UVPD uses photons to excite and fragment ions for mass spec analysis. The approach, which is one of the primary research interests of Brodbelt's lab, is not as widely used in proteomics as other fragmentation methods, but has shown promise particularly for analysis of larger peptides and intact proteins.
"For small peptides like standard tryptic peptides, HCD works tremendously well, and it is hard to beat," Brodbelt said. "However, for increasingly large peptides, UVPD can and will out-perform HCD. UVPD will provide more extensive coverage of the longer peptides, and that contributes to better characterization of the protein sequences."
While the carbamylation-trypsin digestion approach still falls short of the field's goals for middle-down proteomics, Brodbelt suggested it could still prove useful combined with UVPD mass spec.
"I would envision using the carbamylation-UVPD approach in parallel with standard trypsin-based bottom-up strategies," she said. "It would be good for cases where one really needs to confidently characterize sequences across regions where there might be mutations that could be overlooked or missed by patchy bottom-up methods."

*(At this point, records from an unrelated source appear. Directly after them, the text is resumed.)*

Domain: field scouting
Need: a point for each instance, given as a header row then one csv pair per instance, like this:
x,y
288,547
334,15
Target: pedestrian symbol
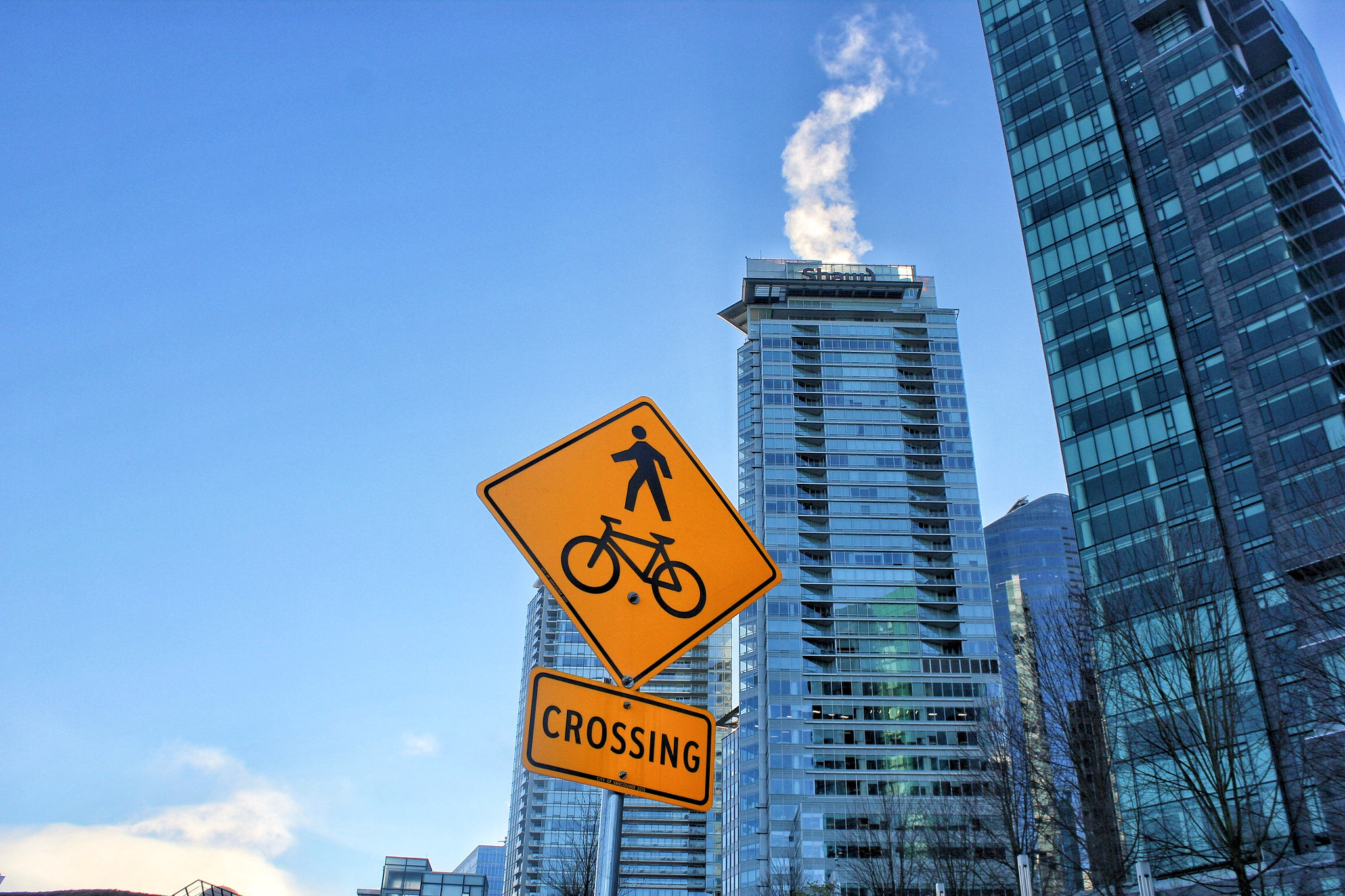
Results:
x,y
646,562
645,456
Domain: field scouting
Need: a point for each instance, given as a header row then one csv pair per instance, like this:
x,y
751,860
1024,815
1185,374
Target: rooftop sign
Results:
x,y
806,270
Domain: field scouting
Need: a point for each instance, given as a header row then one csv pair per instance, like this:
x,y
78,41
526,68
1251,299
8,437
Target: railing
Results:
x,y
1290,136
1321,253
1297,194
1317,291
1273,77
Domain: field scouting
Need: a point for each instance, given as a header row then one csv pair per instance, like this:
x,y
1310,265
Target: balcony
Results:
x,y
1325,224
1325,288
1305,169
1331,257
1293,142
1310,198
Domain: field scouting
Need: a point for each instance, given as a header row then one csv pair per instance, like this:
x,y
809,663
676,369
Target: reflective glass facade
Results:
x,y
1178,167
666,851
405,876
860,671
486,860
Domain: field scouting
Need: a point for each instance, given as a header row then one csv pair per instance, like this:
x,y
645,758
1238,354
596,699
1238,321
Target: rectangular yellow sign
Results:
x,y
618,739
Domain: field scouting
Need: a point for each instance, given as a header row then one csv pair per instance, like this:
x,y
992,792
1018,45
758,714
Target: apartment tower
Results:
x,y
860,672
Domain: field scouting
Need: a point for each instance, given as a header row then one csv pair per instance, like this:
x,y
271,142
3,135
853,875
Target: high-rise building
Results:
x,y
666,851
1178,167
861,670
487,860
1038,586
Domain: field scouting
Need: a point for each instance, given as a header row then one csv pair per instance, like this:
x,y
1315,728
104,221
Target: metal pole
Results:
x,y
608,844
1145,879
1024,876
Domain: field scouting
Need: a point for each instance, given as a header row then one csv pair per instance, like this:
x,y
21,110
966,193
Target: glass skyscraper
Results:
x,y
666,851
1179,167
1038,590
487,860
860,671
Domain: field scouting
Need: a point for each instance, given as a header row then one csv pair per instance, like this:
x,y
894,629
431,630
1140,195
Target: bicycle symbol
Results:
x,y
662,572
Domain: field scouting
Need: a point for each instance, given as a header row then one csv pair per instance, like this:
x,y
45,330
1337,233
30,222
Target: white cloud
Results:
x,y
229,843
420,744
817,159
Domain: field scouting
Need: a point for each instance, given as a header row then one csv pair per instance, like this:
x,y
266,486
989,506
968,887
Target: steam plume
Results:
x,y
817,159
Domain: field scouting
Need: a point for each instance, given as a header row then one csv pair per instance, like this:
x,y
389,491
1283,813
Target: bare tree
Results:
x,y
884,851
1007,775
1196,763
569,871
963,844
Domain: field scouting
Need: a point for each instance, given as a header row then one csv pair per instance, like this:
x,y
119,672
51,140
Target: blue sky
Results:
x,y
283,281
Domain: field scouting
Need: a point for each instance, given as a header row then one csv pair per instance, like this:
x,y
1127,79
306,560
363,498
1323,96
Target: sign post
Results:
x,y
648,557
608,872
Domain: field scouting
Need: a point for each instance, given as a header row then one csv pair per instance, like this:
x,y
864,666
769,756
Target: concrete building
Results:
x,y
861,671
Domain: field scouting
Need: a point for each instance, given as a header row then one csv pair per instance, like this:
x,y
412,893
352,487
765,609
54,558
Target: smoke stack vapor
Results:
x,y
817,159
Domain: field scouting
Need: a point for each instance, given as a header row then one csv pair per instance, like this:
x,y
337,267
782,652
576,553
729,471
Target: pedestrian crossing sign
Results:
x,y
634,538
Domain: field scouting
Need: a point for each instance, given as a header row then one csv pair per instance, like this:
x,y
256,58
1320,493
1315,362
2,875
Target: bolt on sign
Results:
x,y
623,740
632,536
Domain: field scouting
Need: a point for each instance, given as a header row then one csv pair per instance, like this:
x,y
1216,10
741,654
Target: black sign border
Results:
x,y
542,672
556,590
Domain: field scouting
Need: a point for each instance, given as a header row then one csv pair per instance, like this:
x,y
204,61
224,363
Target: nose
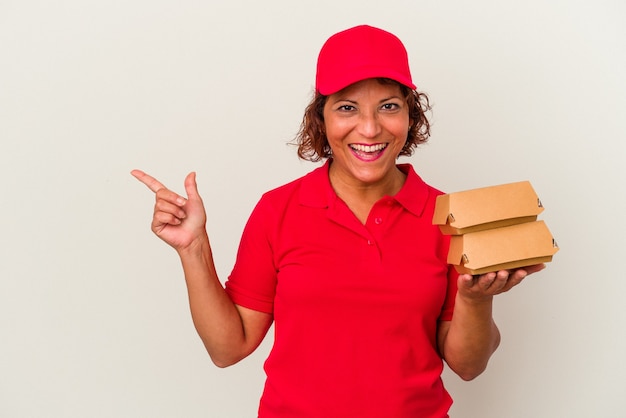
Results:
x,y
369,125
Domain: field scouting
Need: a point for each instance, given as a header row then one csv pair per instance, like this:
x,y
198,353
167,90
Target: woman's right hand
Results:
x,y
178,221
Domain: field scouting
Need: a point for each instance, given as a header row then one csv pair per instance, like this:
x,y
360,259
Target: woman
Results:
x,y
344,261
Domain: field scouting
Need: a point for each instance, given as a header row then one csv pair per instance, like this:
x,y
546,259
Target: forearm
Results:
x,y
214,315
471,338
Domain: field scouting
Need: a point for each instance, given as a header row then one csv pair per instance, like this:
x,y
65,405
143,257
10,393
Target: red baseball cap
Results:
x,y
360,53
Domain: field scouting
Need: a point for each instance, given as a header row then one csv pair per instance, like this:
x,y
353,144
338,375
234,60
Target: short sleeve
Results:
x,y
252,282
448,305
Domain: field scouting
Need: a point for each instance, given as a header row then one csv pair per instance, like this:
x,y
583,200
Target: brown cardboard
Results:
x,y
486,208
502,248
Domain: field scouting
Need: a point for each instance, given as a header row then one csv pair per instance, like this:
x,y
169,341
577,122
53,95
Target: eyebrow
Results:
x,y
355,102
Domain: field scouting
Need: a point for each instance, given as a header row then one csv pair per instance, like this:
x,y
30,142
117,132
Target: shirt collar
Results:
x,y
317,192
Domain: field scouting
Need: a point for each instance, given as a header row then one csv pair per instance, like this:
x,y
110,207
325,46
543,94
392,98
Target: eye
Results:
x,y
390,106
346,108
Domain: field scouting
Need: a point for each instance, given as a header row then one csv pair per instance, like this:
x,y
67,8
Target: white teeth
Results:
x,y
368,148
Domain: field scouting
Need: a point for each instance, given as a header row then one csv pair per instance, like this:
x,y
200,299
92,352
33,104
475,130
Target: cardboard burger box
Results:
x,y
494,228
486,208
503,248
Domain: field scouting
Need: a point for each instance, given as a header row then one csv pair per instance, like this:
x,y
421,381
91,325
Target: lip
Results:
x,y
368,152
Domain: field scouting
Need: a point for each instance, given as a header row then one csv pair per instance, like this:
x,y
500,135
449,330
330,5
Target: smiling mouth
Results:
x,y
368,152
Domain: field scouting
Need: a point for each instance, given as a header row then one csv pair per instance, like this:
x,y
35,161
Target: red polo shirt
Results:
x,y
355,306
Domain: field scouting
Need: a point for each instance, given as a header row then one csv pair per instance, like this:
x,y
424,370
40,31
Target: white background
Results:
x,y
93,313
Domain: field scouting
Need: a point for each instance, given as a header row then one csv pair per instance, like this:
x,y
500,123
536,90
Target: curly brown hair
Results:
x,y
311,138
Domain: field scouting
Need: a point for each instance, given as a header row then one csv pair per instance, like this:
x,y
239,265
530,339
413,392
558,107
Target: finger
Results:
x,y
533,269
501,280
161,219
191,187
152,183
167,207
170,196
487,280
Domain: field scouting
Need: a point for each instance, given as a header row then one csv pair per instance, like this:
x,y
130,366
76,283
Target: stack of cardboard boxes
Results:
x,y
494,228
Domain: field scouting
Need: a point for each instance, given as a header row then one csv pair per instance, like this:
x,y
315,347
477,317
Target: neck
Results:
x,y
360,196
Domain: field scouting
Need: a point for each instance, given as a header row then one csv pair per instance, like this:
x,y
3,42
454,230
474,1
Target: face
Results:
x,y
366,124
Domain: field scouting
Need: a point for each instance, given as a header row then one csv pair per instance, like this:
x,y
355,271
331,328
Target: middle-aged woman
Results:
x,y
344,261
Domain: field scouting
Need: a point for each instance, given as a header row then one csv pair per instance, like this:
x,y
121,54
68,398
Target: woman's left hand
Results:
x,y
485,286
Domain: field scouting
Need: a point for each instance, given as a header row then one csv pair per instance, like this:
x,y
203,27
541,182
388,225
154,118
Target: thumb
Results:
x,y
191,187
465,281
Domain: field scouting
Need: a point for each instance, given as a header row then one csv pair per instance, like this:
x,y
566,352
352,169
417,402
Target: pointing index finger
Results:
x,y
152,183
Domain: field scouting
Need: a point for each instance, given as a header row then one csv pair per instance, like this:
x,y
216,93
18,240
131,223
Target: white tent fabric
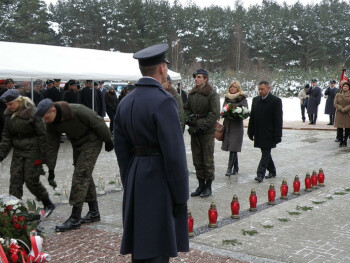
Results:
x,y
31,61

The researchers also compared the carbamylation-trypsin approach to digests using the protease Arg-C. Like the carbamylation-trypsin method, Arg-C cleaves proteins at arginine residues, meaning the two should produce similar digests. However, Arg-C has been shown to cleave non-specifically, as well. Their analysis bore this out, finding that in Arc-C-treated samples 80 percent of peptides resulted from cleavage at an arginine, with the remaining 20 percent resulting from cleavage at some other residue. In the carbamylation-trypsin-treated samples 91 percent of peptides were produced by cleavage at an arginine.
Brodbelt said that she and her colleagues are continuing to explore methods for consistently producing longer peptides for middle-down analysis, looking primarily at ways to modify the behavior of commonly used proteases like trypsin.